In a world where every single is the biggest hit, every song the best one ever, Neal McCoy has had his share of feel good radio records, a few meaningful ballads, the BMI Song of the Year with “Wink” and “The Shake” and a whole lot of fun. But he’s spent almost two decades chasing ‘that song.’
With “A-OK, the song that co-producer Blake Shelton found the Longview, Texan entertainer, McCoy’s quest may be over. With its bouncing beat, bright melody and yes, pure Andy Griffith whistle, the song about seeing the glass as half-full and the smile upside down in a frown, along with the Barry Dean/Luke Laird/Brett Eldridge mid-tempo, is the perfect distillation of McCoy’s always effervescent show.
“I think any song that says ‘It’s gonna be okay, it’s gonna be alright…’ and feels like this one does, has got to be a winner. People really wanna hear, and almost need to hear, that right now…Times being the way they are, and something that makes people feel good? Well, anyone who knows me knows I’m all about that,” McCoy explains.
Ask anyone about Neal McCoy, and they may not be able to name all of the songs, but they’ll go on and on about his live concerts: full-tilt celebrations of music, life, laughter, joy and yes, his five #1s. But don’t make it about Neal McCoy, he sure wouldn’t.

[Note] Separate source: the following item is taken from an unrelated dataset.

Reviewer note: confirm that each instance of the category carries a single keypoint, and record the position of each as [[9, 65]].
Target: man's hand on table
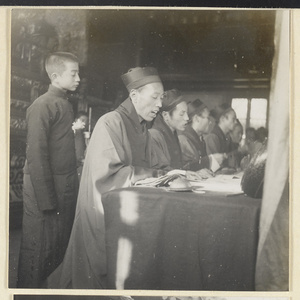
[[191, 175], [205, 173]]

“I think when people come to see you, sure they want to hear your music,” he explains. “But they really wanna be somewhere that makes’em forget their troubles for a little bit; to have some fun, to laugh and remember how good life can be. I always say, they’re not fans…they’re friends and I want’em to have a good time.”
Modesty aside, McCoy has sold over 6 million albums. His entrance into the country music world was championed by Hall of Famer Charley Pride, and his return is being orchestrated by CMA Entertainer of the Year nominee and reigning Male Vocalist of the Year Blake Shelton, and CMA/ACM Album, Single and Female Vocalist of the Year Miranda Lambert.
People like that know music – and performing. Those who came before and those who’re now setting the standard both recognize how special McCoy’s kind of country is.
Or as Blake Shelton himself says, “The only thing that blows me away more than Neal McCoy in concert is the fact he asked me to be involved in making his new album…. I’m honored to work with a hero of mine.”
And the album helmed by Lambert, Shelton and guitar-slinger Brent Rowan is no less special. Nashville’s very best writers – Song of the Year winner Tom Douglas, Rivers Rutherford, Jamey Johnson, Allen Shamblin, and new hitmakers Luke Laird, Brett Eldredge, George Terren & Barry Dean – have all opened up their secret stash of songs saved for the very few who deserve them to provide the songs for XII, McCoy’s Blaster Records debut.
“It’s like my shows, a little bit of everything that makes music special,” explains the man who’s done 15 USO tours, represented President Bush at the inauguration of Phillipine President Arroyo, established the East Texas Angel Network 17 years ago for children with life threatening illnesses, helping over 400 families along the way, and co-written the good natured “Lucky Enough,” an all street corner bravado shuffle and bright-eyed look at life, dreams and love.
“There is so much great music…beyond the labels…we have a little bit of church, a little bit of bar-room, a couple ballads that’ll encourage, and a real Texas thing about finding your groove in the midst of heartbreak with a cold beer and a good jukebox,” McCoy explains.
“It’s like me, but it’s better. Blake and Miranda had definite ideas about what this should be. Blake had met me in ’95 when he’d first come to town and was looking around. He walked in the front door of Atlantic Records – and there I was in the lobby answering phones. I’d had a couple hits by then, but I was goofy like that,” he adds.
“We met again years later, doing radio interviews – and he told me about that. That he couldn’t believe it; but that’s the kinda guys we both are. And Miranda, she’d grown up 30 miles away, playing talent shows around the area and dreaming of doing what I was doing…so, they came to this more invested than I would’ve ever imagined. Both of them get who I am and what makes me, me, and that was what drove all their decisions. That’s Blake playing a lot of the acoustic guitar – and you can hear’em singing all over the single. They had such good ideas, you almost couldn’t hold’em back.”